Impulse AI research to reduce number of laboratory animals
The National Growth Fund has allocated a subsidy of 124.5 million euros for animal-free biomedical research. As part of this project, TU/e researcher Francesca Grisoni will use a portion of the funds for the development of molecular AI technology to aid research into potential new drugs for cystic fibrosis.
The National Growth Fund's subsidy is earmarked for the new Center for Animal-Free Biomedical Translation (CPBT). This involves a large number of knowledge institutions, including Utrecht University and the Dutch National Institute for Public Health and the Environment (RIVM).Grisoni heads the Molecular Machine Learning team at the Department of Biomedical Engineering, which also contributes to the research program.
In collaboration with Jeffrey Beekman, professor of Cellular Disease Models at UMC Utrecht, Grisoni will develop several innovative technologies that should significantly reduce the use of laboratory animals for drug research. “Using new Machine Learning algorithms, we can predict properties of untested molecules that could potentially be deployed as new drugs.” Currently, this is often done on the basis of extensive animal studies. As part of the collaborative effort with Beekman’s research group, the TU/e researcher plans to develop a new “methodological ecosystem” that will have a dual effect: faster and more accurate identification of potential drugs, and fewer laboratory animals being used in the process.

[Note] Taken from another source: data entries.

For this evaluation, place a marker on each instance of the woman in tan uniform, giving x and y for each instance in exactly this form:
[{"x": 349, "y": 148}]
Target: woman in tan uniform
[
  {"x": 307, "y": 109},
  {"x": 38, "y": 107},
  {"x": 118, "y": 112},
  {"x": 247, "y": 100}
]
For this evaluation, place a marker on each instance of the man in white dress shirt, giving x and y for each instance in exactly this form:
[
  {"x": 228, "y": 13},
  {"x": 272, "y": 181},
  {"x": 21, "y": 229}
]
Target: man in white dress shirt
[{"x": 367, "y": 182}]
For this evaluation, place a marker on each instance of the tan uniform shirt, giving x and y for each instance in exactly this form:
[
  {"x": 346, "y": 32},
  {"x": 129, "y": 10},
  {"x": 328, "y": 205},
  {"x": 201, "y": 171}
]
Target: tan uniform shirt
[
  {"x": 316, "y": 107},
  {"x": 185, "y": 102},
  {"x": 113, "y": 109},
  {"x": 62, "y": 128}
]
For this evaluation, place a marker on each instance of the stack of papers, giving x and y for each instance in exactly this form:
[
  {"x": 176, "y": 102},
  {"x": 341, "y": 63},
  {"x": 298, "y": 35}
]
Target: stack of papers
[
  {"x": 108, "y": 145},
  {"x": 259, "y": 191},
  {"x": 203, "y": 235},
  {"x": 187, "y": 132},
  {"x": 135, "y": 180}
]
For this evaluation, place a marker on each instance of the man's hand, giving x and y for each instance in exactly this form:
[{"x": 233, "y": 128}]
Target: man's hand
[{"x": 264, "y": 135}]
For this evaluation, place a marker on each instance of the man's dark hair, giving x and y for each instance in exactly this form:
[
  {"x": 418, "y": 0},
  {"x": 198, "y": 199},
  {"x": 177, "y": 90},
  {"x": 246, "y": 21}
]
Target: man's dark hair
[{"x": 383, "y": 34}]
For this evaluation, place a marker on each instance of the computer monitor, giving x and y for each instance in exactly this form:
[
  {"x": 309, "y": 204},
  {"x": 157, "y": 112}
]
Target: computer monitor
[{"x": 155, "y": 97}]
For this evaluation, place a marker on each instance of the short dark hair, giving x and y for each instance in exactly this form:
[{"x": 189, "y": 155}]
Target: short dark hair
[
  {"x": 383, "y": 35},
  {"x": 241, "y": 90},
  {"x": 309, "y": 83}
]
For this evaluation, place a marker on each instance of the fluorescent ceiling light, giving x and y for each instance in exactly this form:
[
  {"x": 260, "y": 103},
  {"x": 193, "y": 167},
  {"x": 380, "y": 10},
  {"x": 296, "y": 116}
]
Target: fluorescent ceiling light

The models Grisoni is developing should enable large-scale molecular screening, ensuring that the most interesting molecules can be studied first in follow-up research. On the one hand, this will allow researchers to obtain earlier insight into the success rate of new drugs, and on the other hand, it should help reduce the high attrition rate of candidate drugs.
Mini-organs
Mini-organs – also known as organoids – developed in the lab by Beekman and his colleagues at UMC Utrecht will be used for this purpose. By using stem cells from cystic fibrosis (CF) patients, they can grow these organoids that can provide insight into personalized treatment, explains Grisoni. “The mini-organs are a perfect system to simulate what happens when a drug enters the human body. At the same time, molecular AI could bring to light billions of interesting molecules. I expect the combined approach of organoids and AI to lead to spectacular opportunities in the search for new drugs, with a stronger focus on the patient’s needs.”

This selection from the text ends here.